The term ‘social media’ refers to online instruments of communication, which are used to create, share and exchange information and ideas.

What is Twitter? On Twitter, information is exchanged through a series of short online announcements, which can contain videos, pictures and a maximum of 140 characters of text.

What is Facebook? On Facebook, users create an online extension of themselves, or their organisation, and release information in a variety of formats. There are in excess of one billion registered users.

Central Banking journal studied the communication practices of 181 central banks and recorded to what extent each institution used social media, the websites they used and the purpose of their use.

Social media accounts were located either from links on central bank websites, or directly through the social media websites.

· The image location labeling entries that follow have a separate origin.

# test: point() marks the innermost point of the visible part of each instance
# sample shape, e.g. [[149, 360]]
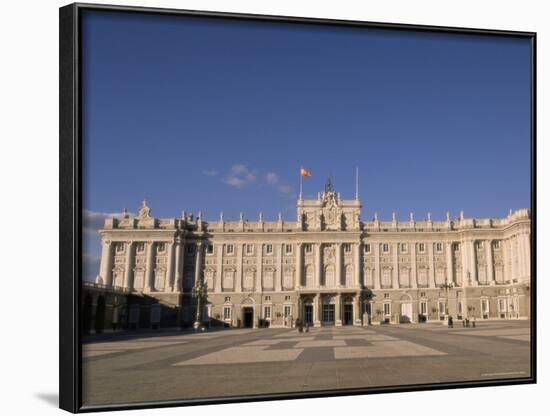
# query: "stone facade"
[[326, 268]]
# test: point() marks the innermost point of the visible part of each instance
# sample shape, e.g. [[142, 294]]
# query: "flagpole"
[[300, 185]]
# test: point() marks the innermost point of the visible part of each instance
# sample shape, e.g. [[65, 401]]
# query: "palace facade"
[[325, 268]]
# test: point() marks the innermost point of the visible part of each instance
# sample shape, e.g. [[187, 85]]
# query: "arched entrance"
[[248, 313], [307, 312], [405, 313], [328, 311], [347, 311]]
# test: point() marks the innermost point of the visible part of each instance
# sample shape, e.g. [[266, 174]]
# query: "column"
[[299, 266], [466, 274], [376, 266], [198, 263], [316, 311], [219, 269], [513, 256], [431, 267], [505, 247], [259, 267], [106, 266], [279, 273], [318, 265], [357, 265], [178, 267], [150, 277], [414, 281], [128, 273], [338, 266], [489, 261], [338, 311], [449, 277], [169, 278], [527, 254], [239, 274], [472, 258], [395, 273]]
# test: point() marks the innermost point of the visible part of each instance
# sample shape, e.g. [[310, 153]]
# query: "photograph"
[[275, 207]]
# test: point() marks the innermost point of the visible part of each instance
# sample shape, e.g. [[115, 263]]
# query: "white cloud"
[[274, 180], [210, 172], [92, 221], [239, 176]]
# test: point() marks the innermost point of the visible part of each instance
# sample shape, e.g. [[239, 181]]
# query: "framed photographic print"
[[262, 207]]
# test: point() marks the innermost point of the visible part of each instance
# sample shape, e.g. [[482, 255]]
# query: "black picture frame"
[[70, 205]]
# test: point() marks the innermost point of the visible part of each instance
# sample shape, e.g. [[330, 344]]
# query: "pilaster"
[[128, 272], [395, 271], [376, 266]]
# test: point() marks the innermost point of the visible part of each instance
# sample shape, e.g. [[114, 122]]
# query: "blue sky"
[[202, 114]]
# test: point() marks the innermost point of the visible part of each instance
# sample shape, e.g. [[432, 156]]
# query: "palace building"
[[325, 268]]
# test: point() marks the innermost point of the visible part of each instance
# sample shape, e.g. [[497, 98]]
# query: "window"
[[287, 310], [485, 307], [424, 308], [119, 247]]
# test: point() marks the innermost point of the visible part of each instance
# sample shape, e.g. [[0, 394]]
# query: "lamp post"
[[198, 292], [446, 286]]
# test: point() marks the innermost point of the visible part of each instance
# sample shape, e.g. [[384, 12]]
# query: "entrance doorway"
[[348, 314], [308, 314], [248, 317], [406, 313], [328, 314]]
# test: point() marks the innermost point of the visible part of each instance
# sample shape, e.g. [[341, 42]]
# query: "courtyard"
[[178, 365]]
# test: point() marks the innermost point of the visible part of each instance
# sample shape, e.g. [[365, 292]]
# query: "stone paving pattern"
[[251, 361]]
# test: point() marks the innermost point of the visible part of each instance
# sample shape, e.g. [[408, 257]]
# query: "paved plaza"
[[175, 365]]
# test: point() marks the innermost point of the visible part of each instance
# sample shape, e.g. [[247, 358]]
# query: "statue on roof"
[[329, 187], [144, 211]]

Accounts were sought both in English and in the first language of each central bank’s respective country of origin.
Central Banking evaluated the legitimacy of the social networking accounts that comprise the data in this article on the basis of the content produced – some were discarded as they were deemed to be operated unofficially. 

The central banks featured in this study were comprised of the 177 central banks recognised in the Central Bank Directory 2013 and the 12 regional Federal Reserve banks. For the purpose of the article, each Federal Reserve regional bank was treated as a separate entity, while the overarching Federal Reserve was included separately in the data as well. The same process was followed in the case of the European Central Bank and the Eurosystem members, as well as with other monetary unions. Of the 189 institutions, eight either had no discernible online presence, or their websites could not be accessed at the time of data collection, making 181 available to study.